Now that I have patted myself on the back, I find that there is always more that I could record. Journaling is not something I had even thought about, but David Mendosa writes about it here. Not only does he journal about the positive things that happen, but also the worst things that happen to us with diabetes. Journaling is personal for your own use and not shared generally and as David says, he uses a diary format.

Since I have blogged about the spreadsheet format before, I will just refer you to those blogs. The first is my food log and the information I keep. I keep more than most people would, as I am on insulin. The second is my daily blood glucose testing log and related notes. The third blog and other logs are my daily health log, lab test log, and other logs. Yes, they do take time and effort, but this is my health and I treat this with respect.

This is mentioned in the third blog, but I do think it needs some clarification. This log is my medications log and I do print this out in two copies and one I give to the doctor for adding to my medical records. This is also something that I give to my local pharmacist at least once a year or anything there is a change in my medications. Since I use the Veteran Affairs pharmacy, I also give the VA nurse a printout which they check against their records and change accordingly. A change made at the VA office is available to all offices that need it.

The medications log has my name and address centered across the top and includes my telephone number. After I print out the report, I hand write my social security number on a blank also in the heading and my date of birth.
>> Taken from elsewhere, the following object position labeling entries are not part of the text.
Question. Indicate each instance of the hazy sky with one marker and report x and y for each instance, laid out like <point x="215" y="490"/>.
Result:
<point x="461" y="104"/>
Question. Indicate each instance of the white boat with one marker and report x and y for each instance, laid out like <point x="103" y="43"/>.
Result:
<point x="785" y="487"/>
After the heading, the first column is just the number starting at one through the number of medications. This also includes all non-prescription drugs (like aspirin) and
dietary supplements (like vitamin D3 and B12). The second column is for the name (like Lantus - Insulin Glargine) of the medication. The third column is for the daily dosage. Column four is the description or purpose of the medication. Column five is the daily usage or when taken (AM, PM, or AM/PM).

Then for my usage are the columns to the right after two blank columns. The first column is the RX number which comes in very handy when the print on the vial holding the medication becomes unreadable. The next column is the expiration date of the prescription. The next column is the last purchase date which comes in handy when the next purchase date will be after to expiration date. This reminds me to ask for a new prescription. I have other columns that I use, such the number of pills or capsules in the bottle of non-prescription drugs and dietary supplements and this I use to determine when to repurchase and whether the count is correct.

You will need to determine what works for you and what you want to keep in the way of records. I will say that many of us that keep detailed records recover from mistakes faster and are able to discern the cause of problems easier.